Further, the database module 3 is paper database module.

Further, it is characterised in that the input data module 1 and the data register module 2 are operated by keeper Complete.

Further, the screening module 4 is used to obtain the paper related to pre- duplicate checking paper, filters out most opinion Text.

Further, the related paper of the pre- duplicate checking paper includes subject, specialty, thesis topic and paper keyword Etc. content.

Further, the computing module 8 is used for the sentence similarity for calculating paper.

Further, the Text Pretreatment module 81 carries out subordinate sentence processing to text, and the sentence of processing is according in text Position arrange and preserve in order.

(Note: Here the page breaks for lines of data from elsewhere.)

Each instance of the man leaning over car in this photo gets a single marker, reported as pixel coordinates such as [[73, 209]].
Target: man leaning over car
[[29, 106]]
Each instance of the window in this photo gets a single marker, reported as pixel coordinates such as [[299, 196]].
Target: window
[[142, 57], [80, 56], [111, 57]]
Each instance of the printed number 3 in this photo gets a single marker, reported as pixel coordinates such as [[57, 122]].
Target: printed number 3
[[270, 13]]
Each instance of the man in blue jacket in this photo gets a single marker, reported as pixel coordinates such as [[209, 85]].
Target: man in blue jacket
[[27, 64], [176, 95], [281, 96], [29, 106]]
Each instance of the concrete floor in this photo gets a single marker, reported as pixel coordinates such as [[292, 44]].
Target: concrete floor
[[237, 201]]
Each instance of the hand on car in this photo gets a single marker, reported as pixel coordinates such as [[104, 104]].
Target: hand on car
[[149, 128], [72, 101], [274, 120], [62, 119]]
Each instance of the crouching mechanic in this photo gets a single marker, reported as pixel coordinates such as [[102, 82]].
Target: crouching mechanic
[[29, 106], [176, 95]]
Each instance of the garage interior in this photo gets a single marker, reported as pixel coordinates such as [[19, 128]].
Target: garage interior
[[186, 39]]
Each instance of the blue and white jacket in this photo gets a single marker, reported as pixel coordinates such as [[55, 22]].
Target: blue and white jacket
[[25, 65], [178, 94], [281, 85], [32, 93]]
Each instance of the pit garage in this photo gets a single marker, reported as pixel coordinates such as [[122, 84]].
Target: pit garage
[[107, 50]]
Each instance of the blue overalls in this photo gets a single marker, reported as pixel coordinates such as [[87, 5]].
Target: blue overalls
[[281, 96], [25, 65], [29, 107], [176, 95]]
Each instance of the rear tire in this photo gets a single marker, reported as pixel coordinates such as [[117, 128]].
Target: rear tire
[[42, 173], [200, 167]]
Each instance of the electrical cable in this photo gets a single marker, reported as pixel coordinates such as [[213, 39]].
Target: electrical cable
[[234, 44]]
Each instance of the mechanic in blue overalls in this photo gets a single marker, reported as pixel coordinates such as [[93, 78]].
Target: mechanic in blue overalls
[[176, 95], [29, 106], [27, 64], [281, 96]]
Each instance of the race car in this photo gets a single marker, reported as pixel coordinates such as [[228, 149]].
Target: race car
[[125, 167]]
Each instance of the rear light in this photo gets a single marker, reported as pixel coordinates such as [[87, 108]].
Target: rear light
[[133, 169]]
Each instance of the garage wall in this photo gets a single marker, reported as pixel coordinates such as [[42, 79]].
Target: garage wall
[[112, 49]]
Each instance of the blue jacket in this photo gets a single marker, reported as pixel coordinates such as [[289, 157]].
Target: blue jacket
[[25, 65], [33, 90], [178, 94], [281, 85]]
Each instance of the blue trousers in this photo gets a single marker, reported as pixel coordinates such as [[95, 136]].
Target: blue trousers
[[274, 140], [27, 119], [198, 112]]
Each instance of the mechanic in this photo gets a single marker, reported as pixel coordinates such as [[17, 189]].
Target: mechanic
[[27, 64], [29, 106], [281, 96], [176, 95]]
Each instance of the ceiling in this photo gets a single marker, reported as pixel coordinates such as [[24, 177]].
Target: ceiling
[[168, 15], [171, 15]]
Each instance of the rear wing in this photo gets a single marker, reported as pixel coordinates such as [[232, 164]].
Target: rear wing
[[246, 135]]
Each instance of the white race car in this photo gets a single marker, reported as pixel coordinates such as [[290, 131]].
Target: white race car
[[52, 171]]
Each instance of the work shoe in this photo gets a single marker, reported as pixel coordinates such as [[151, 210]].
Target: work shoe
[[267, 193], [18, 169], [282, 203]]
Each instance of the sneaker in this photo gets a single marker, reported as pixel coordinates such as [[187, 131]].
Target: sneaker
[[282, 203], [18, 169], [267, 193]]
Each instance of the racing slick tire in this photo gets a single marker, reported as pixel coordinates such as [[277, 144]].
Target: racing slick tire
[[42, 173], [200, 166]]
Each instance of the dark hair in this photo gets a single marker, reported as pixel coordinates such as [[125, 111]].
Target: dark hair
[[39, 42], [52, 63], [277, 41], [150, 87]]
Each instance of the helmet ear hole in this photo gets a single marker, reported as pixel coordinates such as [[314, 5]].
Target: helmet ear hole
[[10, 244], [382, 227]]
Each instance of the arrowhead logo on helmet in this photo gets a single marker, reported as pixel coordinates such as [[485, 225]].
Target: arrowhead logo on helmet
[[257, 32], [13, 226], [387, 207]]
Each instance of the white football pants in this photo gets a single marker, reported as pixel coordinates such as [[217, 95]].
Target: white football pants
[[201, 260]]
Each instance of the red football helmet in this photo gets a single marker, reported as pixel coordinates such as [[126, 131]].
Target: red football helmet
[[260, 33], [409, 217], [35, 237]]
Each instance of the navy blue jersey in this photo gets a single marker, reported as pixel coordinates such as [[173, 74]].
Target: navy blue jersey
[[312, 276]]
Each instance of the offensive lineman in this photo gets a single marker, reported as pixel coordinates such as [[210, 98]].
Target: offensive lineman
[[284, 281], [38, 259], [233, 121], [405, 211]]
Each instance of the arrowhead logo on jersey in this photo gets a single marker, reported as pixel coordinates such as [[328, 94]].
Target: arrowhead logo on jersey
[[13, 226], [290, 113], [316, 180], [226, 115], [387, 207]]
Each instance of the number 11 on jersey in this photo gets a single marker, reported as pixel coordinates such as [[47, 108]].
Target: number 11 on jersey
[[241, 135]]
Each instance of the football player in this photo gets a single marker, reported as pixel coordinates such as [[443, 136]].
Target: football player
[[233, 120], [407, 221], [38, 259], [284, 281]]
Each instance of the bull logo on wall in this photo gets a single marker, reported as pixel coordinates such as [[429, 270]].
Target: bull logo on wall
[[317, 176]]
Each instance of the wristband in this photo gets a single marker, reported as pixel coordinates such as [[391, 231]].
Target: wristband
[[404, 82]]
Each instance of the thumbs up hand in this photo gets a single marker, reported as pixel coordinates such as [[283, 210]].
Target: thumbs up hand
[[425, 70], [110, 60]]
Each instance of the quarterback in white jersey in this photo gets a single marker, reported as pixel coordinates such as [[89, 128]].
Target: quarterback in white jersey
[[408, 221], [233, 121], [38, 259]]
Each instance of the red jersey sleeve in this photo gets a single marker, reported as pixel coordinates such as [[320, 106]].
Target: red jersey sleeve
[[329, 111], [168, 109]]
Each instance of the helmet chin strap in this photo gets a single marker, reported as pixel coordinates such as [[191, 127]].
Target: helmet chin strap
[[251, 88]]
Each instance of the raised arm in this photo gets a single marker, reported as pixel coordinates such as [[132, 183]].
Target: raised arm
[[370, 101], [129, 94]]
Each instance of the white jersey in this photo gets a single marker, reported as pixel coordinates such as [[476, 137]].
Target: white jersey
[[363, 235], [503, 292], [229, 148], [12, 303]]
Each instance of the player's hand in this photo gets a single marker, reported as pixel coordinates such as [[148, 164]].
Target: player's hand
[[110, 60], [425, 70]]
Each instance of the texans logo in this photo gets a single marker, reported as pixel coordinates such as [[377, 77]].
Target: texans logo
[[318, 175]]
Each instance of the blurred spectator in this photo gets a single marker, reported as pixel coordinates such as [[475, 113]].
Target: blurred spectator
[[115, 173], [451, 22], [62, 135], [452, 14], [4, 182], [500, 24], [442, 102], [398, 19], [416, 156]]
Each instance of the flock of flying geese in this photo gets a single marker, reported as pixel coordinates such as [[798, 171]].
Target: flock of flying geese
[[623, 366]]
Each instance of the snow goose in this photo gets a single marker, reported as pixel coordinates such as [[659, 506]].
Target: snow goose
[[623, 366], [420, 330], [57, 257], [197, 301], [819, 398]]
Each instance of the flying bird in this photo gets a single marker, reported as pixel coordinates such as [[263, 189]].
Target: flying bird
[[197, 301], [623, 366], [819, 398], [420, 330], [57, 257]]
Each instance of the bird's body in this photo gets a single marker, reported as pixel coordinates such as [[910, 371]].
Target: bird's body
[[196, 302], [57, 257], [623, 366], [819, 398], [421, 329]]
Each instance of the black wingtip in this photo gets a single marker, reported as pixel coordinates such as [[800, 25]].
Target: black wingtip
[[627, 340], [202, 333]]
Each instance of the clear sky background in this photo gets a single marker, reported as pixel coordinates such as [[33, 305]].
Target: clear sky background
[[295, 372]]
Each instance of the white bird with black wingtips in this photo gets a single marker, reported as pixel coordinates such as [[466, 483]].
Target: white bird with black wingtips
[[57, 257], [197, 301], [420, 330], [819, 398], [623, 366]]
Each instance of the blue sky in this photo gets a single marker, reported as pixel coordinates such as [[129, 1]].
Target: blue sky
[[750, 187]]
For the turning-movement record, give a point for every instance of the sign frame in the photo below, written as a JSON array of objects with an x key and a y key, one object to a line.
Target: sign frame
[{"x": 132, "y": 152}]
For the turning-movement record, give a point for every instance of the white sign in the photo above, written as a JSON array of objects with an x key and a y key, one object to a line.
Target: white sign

So far, although those skilled in the art will appreciate that detailed herein have shown and described multiple showing for the present invention Example property embodiment, still, still can be direct according to present disclosure without departing from the spirit and scope of the present invention It is determined that or derive many other variations or modifications for meeting the principle of the invention.Therefore, the scope of the present invention is understood that and recognized It is set to and covers other all these variations or modifications.

Claims

1. a kind of system of data similarity detection, including：Input data module (1), data register module (2), database mould Block (3), screening module (4), pretreatment module (5), pre-detection module (6), result output module (7) and computing module (8)；

The input data module is connected with the data register module (2)；

The data register module (2) is connected with the database (3)；

The database module (3) is connected with the screening module (4)；

The screening module (4) is connected with the pretreatment module (5)；The screening module (4) connects with the computing module (8) Connect；

The pretreatment module (5) is connected with the pre-detection module (6)；

The computing module (8) is connected with the output module (7)；

The computing module (8) includes Text Pretreatment module (81), Chinese word segmentation module (82), improved Similarity Measure mould Block (83) and Text similarity computing (84)；

The Text Pretreatment module (81) is connected with the Chinese word segmentation module (82)；

The Chinese word segmentation module (82) is connected with the improved similarity calculation module (83)；

The improved similarity calculation module (83) is connected with the Text similarity computing (84).

2. the system of data similarity according to claim 1 detection, it is characterised in that the database module (3) is Paper database module.

3. the system of data similarity detection according to claim 1, it is characterised in that the input data module (1) Completion is operated by keeper with the data register module (2).

4. the system of data similarity detection according to claim 1, it is characterised in that the screening module (4) is used for The paper related to pre- duplicate checking paper is obtained, filters out most paper.

5. the system of data similarity detection according to claim 4, it is characterised in that the pre- duplicate checking paper correlation Paper includes the contents such as subject, specialty, thesis topic and paper keyword.

6. the system of data similarity detection according to claim 1, it is characterised in that the computing module (8) is used for Calculate the sentence similarity of paper.

7. the system of data similarity detection according to claim 1, it is characterised in that the computing module (8) is used for Calculate the sentence similarity of paper.

8. the system of data similarity detection according to claim 1, it is characterised in that the Text Pretreatment module (81) subordinate sentence processing is carried out to text, the sentence of processing is arranged and preserved in order according in the position of text.